Его мачеха была дамой тонкой умственной культуры, изысканных манер и высоких моральных качеств, но при этом она страдала хроническим заболеванием и к тому же насквозь прониклась мрачной суровостью веры своего мужа. Однажды маленький Генри, едва справлявшийся с покладистой старой семейной лошадью, вез ее в кабриолете. По дороге они проезжали мимо церкви, и колокол отзванивал по умершему. «Генри, — торжественно произнесла миссис Бичер, — о чем ты думаешь, когда слышишь такой колокольный звон?» Мальчик покраснел и молча опустил голову, а добрая леди продолжала: «Я думаю: была ли эта душа готова? Она ушла в вечность». Малыш невольно содрогнулся и, без сомнения, подумал о том, как ужасно быть христианином.

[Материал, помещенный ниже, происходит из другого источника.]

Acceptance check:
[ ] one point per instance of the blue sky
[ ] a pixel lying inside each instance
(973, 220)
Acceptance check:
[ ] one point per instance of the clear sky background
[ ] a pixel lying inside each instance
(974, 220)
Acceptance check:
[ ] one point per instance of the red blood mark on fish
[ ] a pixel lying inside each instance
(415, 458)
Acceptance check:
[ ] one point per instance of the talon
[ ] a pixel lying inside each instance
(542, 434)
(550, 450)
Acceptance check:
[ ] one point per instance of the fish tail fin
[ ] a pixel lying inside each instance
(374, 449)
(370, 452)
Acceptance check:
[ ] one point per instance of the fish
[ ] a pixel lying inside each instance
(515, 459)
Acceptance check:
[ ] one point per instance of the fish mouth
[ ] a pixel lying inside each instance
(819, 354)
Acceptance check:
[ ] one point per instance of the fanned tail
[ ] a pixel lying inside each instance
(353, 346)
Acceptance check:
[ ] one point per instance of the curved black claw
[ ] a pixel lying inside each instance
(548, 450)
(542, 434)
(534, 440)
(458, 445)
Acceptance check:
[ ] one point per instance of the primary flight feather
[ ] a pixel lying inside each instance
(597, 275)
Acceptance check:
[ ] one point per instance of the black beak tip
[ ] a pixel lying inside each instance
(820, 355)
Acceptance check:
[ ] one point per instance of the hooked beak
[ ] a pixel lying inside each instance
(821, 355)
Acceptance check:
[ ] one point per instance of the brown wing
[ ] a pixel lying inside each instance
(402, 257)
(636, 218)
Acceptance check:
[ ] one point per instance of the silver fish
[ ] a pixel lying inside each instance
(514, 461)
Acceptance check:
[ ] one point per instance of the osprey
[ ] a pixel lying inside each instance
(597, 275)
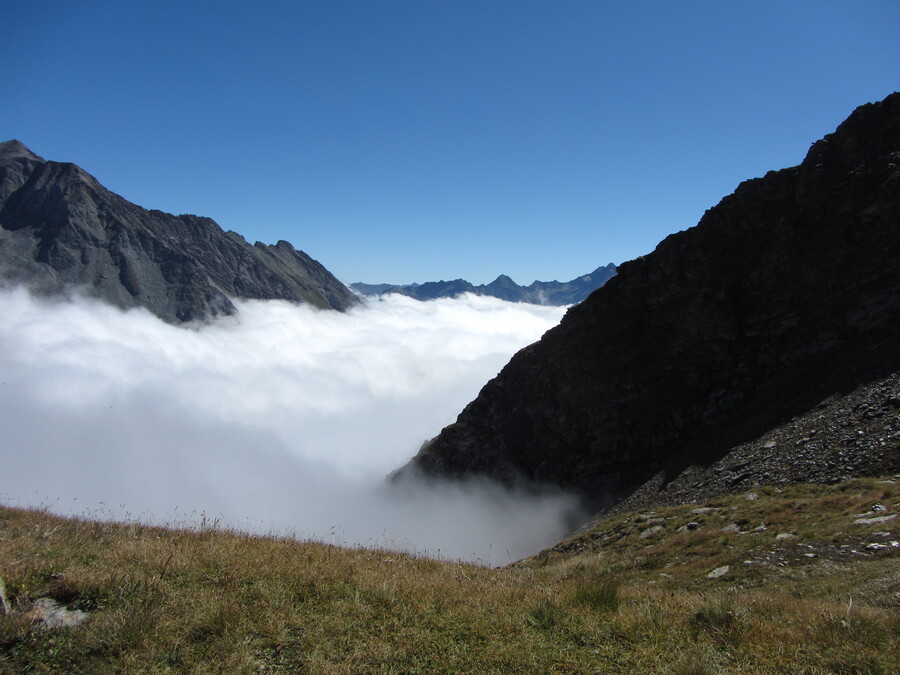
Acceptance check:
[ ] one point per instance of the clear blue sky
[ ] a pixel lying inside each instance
(413, 141)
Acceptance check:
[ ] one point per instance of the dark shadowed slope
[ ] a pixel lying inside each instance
(555, 293)
(60, 228)
(786, 293)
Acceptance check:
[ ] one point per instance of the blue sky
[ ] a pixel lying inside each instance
(415, 141)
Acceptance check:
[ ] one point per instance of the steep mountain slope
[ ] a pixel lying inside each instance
(538, 292)
(785, 294)
(60, 228)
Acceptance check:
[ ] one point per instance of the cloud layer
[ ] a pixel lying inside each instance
(284, 419)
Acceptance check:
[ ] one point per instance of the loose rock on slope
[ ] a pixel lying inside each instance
(785, 294)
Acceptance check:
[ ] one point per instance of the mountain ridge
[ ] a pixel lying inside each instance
(786, 292)
(60, 228)
(503, 287)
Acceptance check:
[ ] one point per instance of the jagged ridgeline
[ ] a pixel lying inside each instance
(538, 292)
(61, 229)
(785, 294)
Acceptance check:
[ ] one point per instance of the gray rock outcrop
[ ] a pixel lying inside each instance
(786, 294)
(556, 293)
(60, 229)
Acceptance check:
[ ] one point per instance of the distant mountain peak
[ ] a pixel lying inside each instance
(16, 148)
(538, 292)
(784, 295)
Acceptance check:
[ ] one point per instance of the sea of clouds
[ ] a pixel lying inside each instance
(281, 420)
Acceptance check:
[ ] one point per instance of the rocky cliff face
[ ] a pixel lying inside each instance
(785, 294)
(59, 228)
(555, 293)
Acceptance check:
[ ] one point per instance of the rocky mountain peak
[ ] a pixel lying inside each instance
(60, 228)
(15, 149)
(786, 293)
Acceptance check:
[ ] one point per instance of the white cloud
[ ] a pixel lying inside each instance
(282, 419)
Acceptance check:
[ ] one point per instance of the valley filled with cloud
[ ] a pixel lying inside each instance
(282, 419)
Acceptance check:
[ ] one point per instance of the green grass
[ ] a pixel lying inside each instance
(603, 601)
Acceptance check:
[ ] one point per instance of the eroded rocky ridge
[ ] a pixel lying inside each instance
(556, 293)
(785, 295)
(60, 229)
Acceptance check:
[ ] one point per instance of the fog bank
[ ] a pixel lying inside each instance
(283, 419)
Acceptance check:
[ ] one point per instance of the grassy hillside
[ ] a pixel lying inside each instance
(629, 594)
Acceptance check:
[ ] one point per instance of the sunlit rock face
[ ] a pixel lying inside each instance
(786, 292)
(60, 229)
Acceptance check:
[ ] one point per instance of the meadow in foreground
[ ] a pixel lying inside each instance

Так было и с религией, которую в него вколачивали. Не предпринималось никаких усилий привлечь его к религии ее красотой и нежностью. Он редко слышал о Спасителе как о любящем человеке, который брал маленьких детей на руки и благословлял их, но его учили воспринимать Его как сурового и беспощадного судью, как того, кто вместо того, чтобы «сострадать нашим немощам», использует эти немощи как средство причинения нам новых страданий. Воскресенье было для него днем ужаса, ибо в этот день ему преподавали катехизис до тех пор, пока ему не становилось от этого тошно. «Я думаю, — заявил он недавно своей паре, ссылаясь на этот период своей жизни, — что заставлять детство связывать религию с такими сухими крохами — значит нарушать дух не только Нового Завета, но и здравого смысла. Я знаю одно: если я и «лален, и латитудинарен», то виной тому отчасти воскресный катехизис. Обеды, которые я пропустил, потому что не мог осилить «освящение», «оправдание», «усыновление» и все подобные вопросы, тяжким грузом лежат на моей памяти! Я не знаю, принесли ли они какие-нибудь плоды. У меня затаилась какая-то обида на многие из тех истин, которым меня учили в детстве, и я не замечаю, чтобы они пробудили во мне хоть частицу веры. Моя добрая старая тетушка на небесах — интересно, что она там делает. Я полагаю, что теперь она сидит прекрасная, облаченная в белое, что вокруг нее восседают воспевающие хвалу херувимы-дети, и она раскрывает им сокровищницу своих обширных познаний через сладкие истории, каждая из которых полна мысли, вкуса и чувства, возвышая их до более высокой сферы. Одно воскресное послеполуденное время с моей тетушкой Эстер принесло мне больше пользы, чем сорок воскресений в церкви с моим отцом. Он гремел над моей головой, а она нежно наставляла меня в моем сердце. Обещание почитать мне историю Иосифа в воскресенье было способно протянуть серебряную нить послушания через всю неделю; и если у меня возникало искушение нарушить данное слово, я говорил: «Нет, тетушка Эстер собирается почитать в воскресенье»; и я делал или не делал то, что нужно, всю неделю ради того, чтобы получить это сладкое наставление в воскресенье.